Anyone can listen to a musical composition with a few instruments out of tune, in different keys, on different parts of the song, or playing different songs altogether, and immediately experience why this fragmentation is a major problem, in fact THE major problem. Steve also writes about that:
https://dlcommunion.org/a-music-metapho ... issonance/
Steve wrote:Perhaps you have heard someone practicing the piano or some other instrument. It may be going well but all of a sudden, a note is struck that doesn’t seem right. Depending on how out of place it is, it may even make us cringe. In music this could be called a dissonance.
Definitions:
Consonance:
“a combination of notes which are in harmony with each other.”
Dissonance:
“a tension or clash resulting from the combination of two disharmonious or unsuitable elements.”
In a consonant piece of music things fit together well. There may be many variations in timbre, intensity, tempo and the like, but everything fits together so well it may even seem inevitable. I am particularly fond of the Rachmaninoff piano concerto 3. It has all the elements of great music where we experience the full range of emotions. It’s a long piece with many variations but in the end it all works. In great music, there are periodic cycles of rising and falling tension, variations on a theme, and often many voices at work but taken together as a whole it can be a satisfying experience. The same is true for other forms of art.
Dissonance is quite different. There is something that seems out of place and disjointed from the rest. At some point there is a level of discomfort that arises and a tension created that begs for some resolution. Now, this dissonance need not be by accident. One example of this can be seen in jazz. A dissonance is introduced to create tension but eventually there is a resolution such that, in total, it makes sense. We feel relieved that it wasn’t just left hanging there.

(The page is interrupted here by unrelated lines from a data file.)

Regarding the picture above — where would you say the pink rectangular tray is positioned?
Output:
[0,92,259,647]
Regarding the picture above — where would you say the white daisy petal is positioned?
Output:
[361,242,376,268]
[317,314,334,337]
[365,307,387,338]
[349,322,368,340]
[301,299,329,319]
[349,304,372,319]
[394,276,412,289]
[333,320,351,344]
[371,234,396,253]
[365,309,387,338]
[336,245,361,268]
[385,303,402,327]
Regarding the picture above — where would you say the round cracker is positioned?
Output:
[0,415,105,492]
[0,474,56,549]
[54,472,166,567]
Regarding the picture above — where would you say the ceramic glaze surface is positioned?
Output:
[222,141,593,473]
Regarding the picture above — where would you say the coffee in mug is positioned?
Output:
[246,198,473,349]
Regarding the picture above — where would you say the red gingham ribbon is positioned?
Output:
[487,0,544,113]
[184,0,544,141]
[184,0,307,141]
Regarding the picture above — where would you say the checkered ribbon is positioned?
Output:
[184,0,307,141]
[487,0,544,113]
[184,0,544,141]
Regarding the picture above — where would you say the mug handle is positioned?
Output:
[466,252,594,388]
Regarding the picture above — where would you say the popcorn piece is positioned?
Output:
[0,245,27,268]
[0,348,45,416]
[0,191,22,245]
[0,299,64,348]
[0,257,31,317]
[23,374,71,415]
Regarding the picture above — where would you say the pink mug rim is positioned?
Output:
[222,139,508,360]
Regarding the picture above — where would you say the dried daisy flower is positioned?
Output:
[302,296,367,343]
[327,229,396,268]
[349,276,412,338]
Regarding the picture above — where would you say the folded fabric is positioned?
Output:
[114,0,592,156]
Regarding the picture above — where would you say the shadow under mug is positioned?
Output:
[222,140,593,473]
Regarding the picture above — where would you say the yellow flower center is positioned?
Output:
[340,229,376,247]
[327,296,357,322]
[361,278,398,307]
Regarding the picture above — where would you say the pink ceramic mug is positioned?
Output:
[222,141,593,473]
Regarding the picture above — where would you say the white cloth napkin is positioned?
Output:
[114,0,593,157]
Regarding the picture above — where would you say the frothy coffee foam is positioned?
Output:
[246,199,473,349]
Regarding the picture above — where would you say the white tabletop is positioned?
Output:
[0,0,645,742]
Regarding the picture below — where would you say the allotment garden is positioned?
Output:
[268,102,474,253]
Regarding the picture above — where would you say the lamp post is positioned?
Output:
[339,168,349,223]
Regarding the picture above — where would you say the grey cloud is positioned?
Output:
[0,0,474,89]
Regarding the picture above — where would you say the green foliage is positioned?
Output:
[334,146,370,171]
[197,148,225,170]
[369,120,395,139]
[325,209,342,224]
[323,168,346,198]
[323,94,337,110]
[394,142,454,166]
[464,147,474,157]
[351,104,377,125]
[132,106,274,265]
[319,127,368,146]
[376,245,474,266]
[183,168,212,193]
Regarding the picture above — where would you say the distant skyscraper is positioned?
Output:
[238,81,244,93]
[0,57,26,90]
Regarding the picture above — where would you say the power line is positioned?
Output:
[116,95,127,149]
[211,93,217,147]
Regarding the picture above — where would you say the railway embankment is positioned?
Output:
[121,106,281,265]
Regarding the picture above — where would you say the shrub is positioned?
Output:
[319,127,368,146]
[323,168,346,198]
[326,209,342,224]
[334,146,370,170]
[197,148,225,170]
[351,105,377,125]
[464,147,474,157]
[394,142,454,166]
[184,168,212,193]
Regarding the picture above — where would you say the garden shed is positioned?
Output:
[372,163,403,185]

Also, no one has made a case for any final static Unity or "perfection" of the sort you keep referencing. You are simply imposing that strawman on Cleric. I am sure Steve holds to the possibility and high probability that humanity approaches higher knowledge of the Divine realm in an ever-expanding process. Not a multiverse of separate Divine realms for each tradition and for each person, but One unified Divine realm. If not, then he would have some serious problems reconciling with Christian scripture.